医療レーザー脱毛に使われる機器の種類は複数あり、それぞれ波長・特性・適した毛質・肌質が異なります。レーザーの違いを理解することで、より自分に合ったクリニック・施術を選ぶことができます。
脱毛レーザーの基本原理

1)脱毛レーザーとは?
医療レーザー脱毛とは、特定の波長のレーザー光を毛根のメラニン色素に吸収させ、その熱エネルギーによって発毛組織にダメージを与える脱毛方法です【1】。現在の医療脱毛では主にアレキサンドライトレーザー(755nm)、ダイオードレーザー(808nm)、Nd:YAGレーザー(1064nm)の3種類が使用されています。
これらのレーザーは波長によってメラニンへの吸収率や皮膚への到達深度が異なるため、効果が出やすい毛質や適した肌質が異なります。例えば、アレキサンドライトレーザーは白い肌と濃い毛に適しており、Nd:YAGレーザーは色黒肌や日焼け後の肌にも対応しやすい特徴があります。
近年では複数の波長を搭載した複合型レーザー機器も普及しており、患者様の毛質・肌質・施術部位に合わせて最適なレーザーを選択できるようになっています。
2)選択的光熱分解(Selective Photothermolysis)の原理
すべての医療レーザー脱毛は、1983年にAndersonとParrishが確立した「選択的光熱分解」の原理に基づいています特定の波長の光が毛根のメラニン色素に選択的に吸収され、その熱エネルギーが毛乳頭・バルジ領域の幹細胞を熱破壊します。

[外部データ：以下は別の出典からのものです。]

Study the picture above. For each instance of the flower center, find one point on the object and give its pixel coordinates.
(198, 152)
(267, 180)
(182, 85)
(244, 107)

| 脱毛レーザーの3要素 ①波長(nm):どの組織に吸収されやすいか(メラニン吸収率)を決定 ②パルス幅(ms):照射時間。毛包の熱緩和時間(TRT)に合わせて設定 ③フルエンス(J/cm²):照射エネルギー密度。高いほど効果が強く、熱傷リスクも上がる |
アレキサンドライトレーザー(755nm)
1)波長の特性
755nmという波長は、メラニン色素への吸収係数が非常に高いため、比較的低いエネルギーで毛包を効果的に熱破壊できます【1】。表皮に近い浅い層で発熱が起こりやすいため、強力な冷却システム(クライオジェン噴射:DCDなど)との組み合わせが重要です。
2)臨床データ
Bouzari et al.(2004)の比較研究でも、アレキサンドライトはNd:YAGより有意に高い脱毛効果を示しました【2】。コクランレビュー(Haedersdal 2006)では、アレキサンドライトレーザーで治療後6ヶ月時点の約50%の短期的減毛効果が確認されています【3】。
3)メリット・デメリット
| メリット | デメリット |
| メラニン吸収率が高く効果が高い | 色黒肌・日焼け肌では熱傷・色素沈着のリスクがある |
| 白い肌・黒い毛に最も有効 | 産毛・薄い毛・白髪には効果が限定的 |
| 冷却システムとの組み合わせで痛みを軽減しやすい | メラニンが少ない肌タイプ(Ⅳ以上)では慎重な設定が必要 |
4)アレキサンドライトレーザーを搭載した代表機器
| 機器名 | メーカー | 特徴 |
| ジェントルマックスプロプラス | キャンデラ社 | アレキサンドライト755nm+Nd:YAG 1064nm・デュアル波長・最新型。DCD冷却搭載 |
| ジェントルマックスプロ | キャンデラ社 | アレキサンドライト755nm+Nd:YAG 1064nm・スタンダード機。実績豊富 |
| スプレンダーX | ルミナス社 | アレキサンドライト755nm+Nd:YAG 1064nmを同時照射できる熱破壊式レーザー |
これらの機器はアレキサンドライトレーザーの高いメラニン吸収率を活かしつつ、Nd:YAGとのデュアル波長で色黒肌にも対応できる設計になっています。クライオジェンガスによる冷却機能を搭載しており、痛みを軽減しながら高出力照射が可能です。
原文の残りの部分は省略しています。